Spinning My Wheels
Jun 20, 2011
Every farmer this spring seems to be spinning their wheels. From too much water to not enough, the planting season has turned into a cycle of hurry and wait.
This past week, I did a little spinning of own wheels on a 285 mile bicycle ride around northern Illinois. In my opinion, there’s no better way to get a good look at the land than from the seat of a bicycle. Maybe that says something about my cycling speed!
It was clear that Illinois farmers in the DeKalb and Scyamore area have had their share of rain. Fields were severely ponded in many areas. The corn crop in general is small and looks a bit behind what I think of as normal for this time of June. I only saw one or two fields that I thought were unplanted, but upon closer inspection discovered tiny soybeans breaking through a no-till environment.
To the west, near Oregon and Dixon, there was less flooding, but plenty of evidence of big rains in washed gullies. John Deere may have started his career as a blacksmith and plow inventor in Grand Detour, but many farmers in that area today seem to have decided the plow isn’t appropriate on the hilly terrain.
Some of the best crops I found were east of Rockford, Ill., in McHenry County. The number of well maintained barns along the route restored my hope that a few of these treasures of the past remain in good hands.
It was evident that the rains are making it difficult to get with the spray program. Giant ragweed was coming on like gang busters.
There were 158 other cycling folk on this ride and only a handful had a working knowledge of production agriculture. Perhaps the most valuable experience I had was listening to questions regarding our profession. I was impressed with the knowledge of the global issues. In particular, they all seemed to have a growing awareness that food may soon be in short supply—particularly in regions of the world that can’t afford it. Concerns about continuing to support agriculture through price supports and questions about ethanol subsidies were surprisingly top of mind for this mostly suburban and urban group.

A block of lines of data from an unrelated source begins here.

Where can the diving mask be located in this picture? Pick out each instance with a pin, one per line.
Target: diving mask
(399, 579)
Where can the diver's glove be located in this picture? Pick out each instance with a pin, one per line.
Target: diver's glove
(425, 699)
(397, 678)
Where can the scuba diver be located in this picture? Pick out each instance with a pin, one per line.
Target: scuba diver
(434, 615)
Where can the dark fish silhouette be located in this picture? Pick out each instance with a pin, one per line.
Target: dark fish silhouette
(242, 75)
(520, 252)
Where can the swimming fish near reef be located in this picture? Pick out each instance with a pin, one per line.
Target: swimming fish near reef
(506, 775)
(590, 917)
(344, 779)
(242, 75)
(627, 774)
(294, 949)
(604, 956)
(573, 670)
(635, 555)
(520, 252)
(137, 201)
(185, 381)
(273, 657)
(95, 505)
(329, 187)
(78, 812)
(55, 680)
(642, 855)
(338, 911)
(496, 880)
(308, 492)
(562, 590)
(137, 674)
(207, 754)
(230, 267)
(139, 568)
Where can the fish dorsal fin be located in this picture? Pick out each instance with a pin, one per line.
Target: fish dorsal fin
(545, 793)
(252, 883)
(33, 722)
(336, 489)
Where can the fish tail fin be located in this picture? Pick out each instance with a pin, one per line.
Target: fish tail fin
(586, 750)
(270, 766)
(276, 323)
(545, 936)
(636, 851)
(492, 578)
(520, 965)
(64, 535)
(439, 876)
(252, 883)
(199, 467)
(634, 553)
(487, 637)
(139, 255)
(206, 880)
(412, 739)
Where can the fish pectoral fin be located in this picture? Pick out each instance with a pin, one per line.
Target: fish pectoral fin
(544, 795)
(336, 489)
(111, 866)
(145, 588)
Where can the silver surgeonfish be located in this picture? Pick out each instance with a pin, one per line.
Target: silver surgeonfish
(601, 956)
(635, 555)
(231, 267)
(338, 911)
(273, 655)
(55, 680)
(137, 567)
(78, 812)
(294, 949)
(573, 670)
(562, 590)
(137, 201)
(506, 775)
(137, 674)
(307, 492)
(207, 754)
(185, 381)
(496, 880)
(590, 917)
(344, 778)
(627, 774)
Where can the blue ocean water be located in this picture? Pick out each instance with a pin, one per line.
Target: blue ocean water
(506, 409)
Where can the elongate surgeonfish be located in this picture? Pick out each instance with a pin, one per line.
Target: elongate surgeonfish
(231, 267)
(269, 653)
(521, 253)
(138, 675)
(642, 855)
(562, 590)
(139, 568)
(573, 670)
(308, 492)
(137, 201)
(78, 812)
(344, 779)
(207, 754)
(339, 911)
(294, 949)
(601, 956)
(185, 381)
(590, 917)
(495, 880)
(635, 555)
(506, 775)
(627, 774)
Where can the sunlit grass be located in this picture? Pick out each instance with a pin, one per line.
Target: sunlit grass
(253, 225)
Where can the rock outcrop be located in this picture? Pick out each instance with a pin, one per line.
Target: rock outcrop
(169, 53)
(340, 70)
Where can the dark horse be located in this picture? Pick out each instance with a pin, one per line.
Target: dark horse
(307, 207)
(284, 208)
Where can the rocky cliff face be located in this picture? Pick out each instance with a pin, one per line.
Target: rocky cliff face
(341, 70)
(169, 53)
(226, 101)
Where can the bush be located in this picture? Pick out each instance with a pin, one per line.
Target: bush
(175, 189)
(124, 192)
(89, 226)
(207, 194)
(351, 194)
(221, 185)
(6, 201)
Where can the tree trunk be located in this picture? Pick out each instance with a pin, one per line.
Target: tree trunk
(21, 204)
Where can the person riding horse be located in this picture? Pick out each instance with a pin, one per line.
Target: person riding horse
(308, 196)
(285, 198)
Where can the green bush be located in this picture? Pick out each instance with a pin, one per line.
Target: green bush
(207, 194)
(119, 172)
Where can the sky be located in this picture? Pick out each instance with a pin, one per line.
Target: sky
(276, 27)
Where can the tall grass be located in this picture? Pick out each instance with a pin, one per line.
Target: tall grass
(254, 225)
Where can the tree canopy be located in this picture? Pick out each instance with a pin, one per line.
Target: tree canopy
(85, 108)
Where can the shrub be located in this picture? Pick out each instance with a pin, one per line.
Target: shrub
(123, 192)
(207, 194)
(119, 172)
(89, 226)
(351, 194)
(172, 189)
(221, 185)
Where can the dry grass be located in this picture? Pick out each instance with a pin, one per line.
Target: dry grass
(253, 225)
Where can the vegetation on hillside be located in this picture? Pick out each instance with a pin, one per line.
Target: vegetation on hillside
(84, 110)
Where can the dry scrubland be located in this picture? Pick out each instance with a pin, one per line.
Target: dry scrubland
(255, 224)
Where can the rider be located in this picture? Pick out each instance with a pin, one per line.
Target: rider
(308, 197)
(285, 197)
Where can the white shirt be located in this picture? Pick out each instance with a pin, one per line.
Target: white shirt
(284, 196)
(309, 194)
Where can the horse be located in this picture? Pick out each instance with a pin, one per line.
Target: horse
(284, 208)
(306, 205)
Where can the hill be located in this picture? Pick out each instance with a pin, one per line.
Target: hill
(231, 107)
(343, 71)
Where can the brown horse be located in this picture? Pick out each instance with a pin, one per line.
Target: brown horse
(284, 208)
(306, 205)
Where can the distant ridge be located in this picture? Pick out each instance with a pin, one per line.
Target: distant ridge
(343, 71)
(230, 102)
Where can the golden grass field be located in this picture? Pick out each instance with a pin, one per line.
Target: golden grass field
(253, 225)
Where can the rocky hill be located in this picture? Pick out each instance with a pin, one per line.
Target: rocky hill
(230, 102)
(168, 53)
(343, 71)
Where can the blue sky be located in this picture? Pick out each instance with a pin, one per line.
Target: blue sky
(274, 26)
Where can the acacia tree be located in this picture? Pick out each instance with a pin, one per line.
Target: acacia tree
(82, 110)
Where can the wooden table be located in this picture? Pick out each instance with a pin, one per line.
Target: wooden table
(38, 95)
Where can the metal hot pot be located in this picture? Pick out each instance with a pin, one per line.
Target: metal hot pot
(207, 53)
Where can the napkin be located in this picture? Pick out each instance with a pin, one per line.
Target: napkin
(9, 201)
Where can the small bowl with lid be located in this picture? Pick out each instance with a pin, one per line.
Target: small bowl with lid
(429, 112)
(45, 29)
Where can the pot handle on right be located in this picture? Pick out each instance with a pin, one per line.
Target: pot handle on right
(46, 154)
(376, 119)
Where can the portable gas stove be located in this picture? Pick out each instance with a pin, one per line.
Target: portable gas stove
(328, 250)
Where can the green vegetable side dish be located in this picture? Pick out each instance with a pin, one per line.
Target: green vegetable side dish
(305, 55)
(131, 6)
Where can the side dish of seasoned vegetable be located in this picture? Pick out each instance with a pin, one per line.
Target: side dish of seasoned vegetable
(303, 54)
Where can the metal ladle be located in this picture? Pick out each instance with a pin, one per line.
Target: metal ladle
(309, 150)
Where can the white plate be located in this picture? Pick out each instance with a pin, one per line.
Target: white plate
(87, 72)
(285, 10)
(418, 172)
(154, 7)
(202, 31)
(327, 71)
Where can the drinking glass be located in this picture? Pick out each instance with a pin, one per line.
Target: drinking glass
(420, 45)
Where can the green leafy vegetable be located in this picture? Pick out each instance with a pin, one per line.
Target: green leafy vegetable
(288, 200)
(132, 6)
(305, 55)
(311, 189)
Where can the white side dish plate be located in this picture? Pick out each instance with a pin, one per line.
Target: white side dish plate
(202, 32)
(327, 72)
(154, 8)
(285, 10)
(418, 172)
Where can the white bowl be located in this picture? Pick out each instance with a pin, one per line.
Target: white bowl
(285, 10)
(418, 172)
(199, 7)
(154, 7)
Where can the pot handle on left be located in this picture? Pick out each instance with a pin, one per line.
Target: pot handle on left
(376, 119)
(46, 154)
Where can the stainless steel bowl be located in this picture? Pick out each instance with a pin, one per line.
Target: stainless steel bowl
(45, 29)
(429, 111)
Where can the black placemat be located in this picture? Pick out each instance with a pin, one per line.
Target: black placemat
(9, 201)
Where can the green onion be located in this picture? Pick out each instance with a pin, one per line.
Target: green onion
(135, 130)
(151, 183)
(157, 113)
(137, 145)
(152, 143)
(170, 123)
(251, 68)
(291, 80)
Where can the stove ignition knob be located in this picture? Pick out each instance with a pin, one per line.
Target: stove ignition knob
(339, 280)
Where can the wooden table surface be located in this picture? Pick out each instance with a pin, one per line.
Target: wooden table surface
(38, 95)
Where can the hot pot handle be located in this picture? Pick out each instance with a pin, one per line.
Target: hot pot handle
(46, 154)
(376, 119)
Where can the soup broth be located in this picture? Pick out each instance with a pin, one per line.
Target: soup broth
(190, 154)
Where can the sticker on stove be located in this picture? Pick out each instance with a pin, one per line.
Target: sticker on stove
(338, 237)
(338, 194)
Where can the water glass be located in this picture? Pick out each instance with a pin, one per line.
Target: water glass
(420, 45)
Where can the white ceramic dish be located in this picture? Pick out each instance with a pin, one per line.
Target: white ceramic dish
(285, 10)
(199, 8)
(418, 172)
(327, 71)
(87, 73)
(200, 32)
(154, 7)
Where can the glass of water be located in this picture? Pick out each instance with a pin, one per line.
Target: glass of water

Yet, most of these people seemed surprised and eager to learn simple facts about ethanol byproducts. There was genuine surprise when they learned that time of planting can impact yields. The exchange of information with those eager to learn more was as invigorating as the ride. It is a reminder that we can’t afford to let our dialogue be a one way street. If we want to be heard, we must also listen—even if requires a little spinning of wheels to get it done.